A thin blue line runs through the nave of Durham Cathedral in England. Made from marble and marked with a center cross, it stretches twenty-five feet across the westernmost part of the nave. Medieval legend proclaims the line as a physical barrier protecting the sacred space of the clergy from the polluting presence of women. Unlike men, medieval women were forbidden to step over the line and enter the regular space of the church.
At first glance, this thin blue line seems to scream medieval misogyny.
But, stay with me, because there is more to the story…..
So let’s go back to Durham Cathedral. Harrowing stories from the 12th century life of St. Cuthbert (the patron saint of Durham Cathedral) tell of the consequences for women who attempted to transgress the thin blue line. One woman was struck with madness for just trying to take a shortcut. She was upset about the poor quality of the traveling road, as her feet kept sinking into deep puddles. So she decided to cut through the well-kept churchyard of Durham cathedral.
Her punishment was severe. As Simeon of Durham’s twelfth-century history of the church reads: “she was seized with some kind of indefinite horror, and cried out that she was gradually losing her senses.” After falling down in a fit, she was carried home where she died. Another female transgressor was “inflamed woman-like” (as the text reads) to see the beautiful decorations within the church. The text continues: “Unable to bridle her impetuous desires, for the power of her husband had elevated her above her neighbours, she walked through the cemetery of the church.” Her punishment, perhaps because she was motivated by pride, was even more horrific. She went mad, bit out her own tongue, and then committed suicide by slitting her own throat. The account concludes with this statement: “Many other instances might easily be added to these, showing how the audacity of women was punished from heaven; but let these suffice…” (See Emilie Amt’s Women’s Lives in Medieval Europe if you would like a translated version of this source.)
While certainly extreme, these tales from Durham Cathedral are mostly not surprising. They fit with our understanding of how the medieval church, with its concern for sacerdotal purity, excluded the polluting presence of the female body from sacred space. A story about an exploding womb from the Life of St. Augustine graphically demonstrates how women’s bodies were perceived to physically contaminate sacred space. The narrative describes a woman who tried to enter a church nave in France that enforced gender restrictions similar to those in Durham. When she approached the boundary line, the text explicitly states how her “entrails suddenly burst out; the secret parts of her womb flowed upon the earth, and she fell down miserably and died.”
These are difficult stories. They not only clearly prohibit women from the sacred space off the nave, but they underscore the divinely-proclaimed consequences for female transgressors—painful and poignant death.

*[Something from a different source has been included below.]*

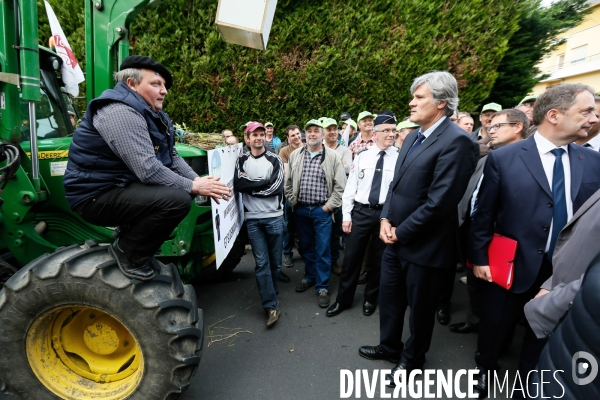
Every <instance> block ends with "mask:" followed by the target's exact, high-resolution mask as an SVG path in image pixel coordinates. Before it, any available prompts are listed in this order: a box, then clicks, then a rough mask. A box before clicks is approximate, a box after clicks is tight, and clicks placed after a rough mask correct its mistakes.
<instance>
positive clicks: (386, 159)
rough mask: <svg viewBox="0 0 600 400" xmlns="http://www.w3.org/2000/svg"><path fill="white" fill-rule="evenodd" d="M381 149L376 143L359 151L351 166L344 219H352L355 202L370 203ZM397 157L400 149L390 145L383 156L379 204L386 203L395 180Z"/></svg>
mask: <svg viewBox="0 0 600 400" xmlns="http://www.w3.org/2000/svg"><path fill="white" fill-rule="evenodd" d="M380 151H381V149H380V148H379V147H377V146H376V145H375V146H372V147H369V148H368V149H367V150H364V151H361V152H359V153H358V154H357V155H356V157H355V158H354V162H353V163H352V165H351V166H350V175H349V176H348V181H347V182H346V188H345V189H344V195H343V196H342V215H343V219H342V220H343V221H352V217H351V213H352V209H353V208H354V202H357V203H363V204H368V203H369V194H370V193H371V184H372V183H373V175H374V174H375V167H376V166H377V161H378V160H379V152H380ZM397 159H398V149H397V148H395V147H394V146H390V147H388V148H387V149H386V150H385V155H384V156H383V175H382V177H381V190H380V191H379V204H383V203H385V198H386V196H387V192H388V189H389V186H390V183H392V181H393V180H394V170H395V169H396V160H397Z"/></svg>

As I have already suggested, however, there is more to these stories than simple misogyny. Cuthbert, a 7th century saint, did not become a misogynist until four hundred years after his death. The stories blaming him for forbidding women from entering Durham Cathedral have a very particular source. They stem from the 1083 (post-Norman Conquest) replacement of married clergy at Durham cathedral with Benedictine monks. This was a difficult change to enforce, as you might well imagine. To help smooth the transition, Jane Tibbets Schulenburg in her 2005 article “Gender, Celibacy, and Proscriptions of Sacred Space” writes, “the famous seventh-century patron St. Cuthbert was conveniently provided with a posthumous abhorrence of females. Thus the reform writings of Symeon of Durham served to reshape the patron saint of Durham according to the blatant prejudices of the period.” Cuthbert became a misogynist to further the ecclesiastical campaign for clerical celibacy.
Wait–did you hear that? Cuthbert became a posthumous misogynist to further the ecclesiastical campaign for clerical celibacy. Cuthbert himself never really had a problem with women (in fact, evidence from his life shows that he worked well and closely with women).
In other words, the exclusion of women from the nave of Durham Cathedral stemmed from an attempt to enforce clerical celibacy. Indeed, the woman who died because of her “impetuous desires” to see the beauty of Durham Cathedral was married to a man who, after being widowed, wore the “dress of a monk”. The death of a woman through the “curse” of Cuthbert helped enforce clerical celibacy for a new member of the monastic community.
So what was really going on in Durham Cathedral? The prohibitions made against women had little to do with women. The prohibitions had to do with men in the church trying to enforce an unpopular law. This reminds me of a statement often made by Ben Witherington III: “the problem in the church is not strong women, but rather weak men who feel threatened by strong women…..”
Let’s just think about that for a while.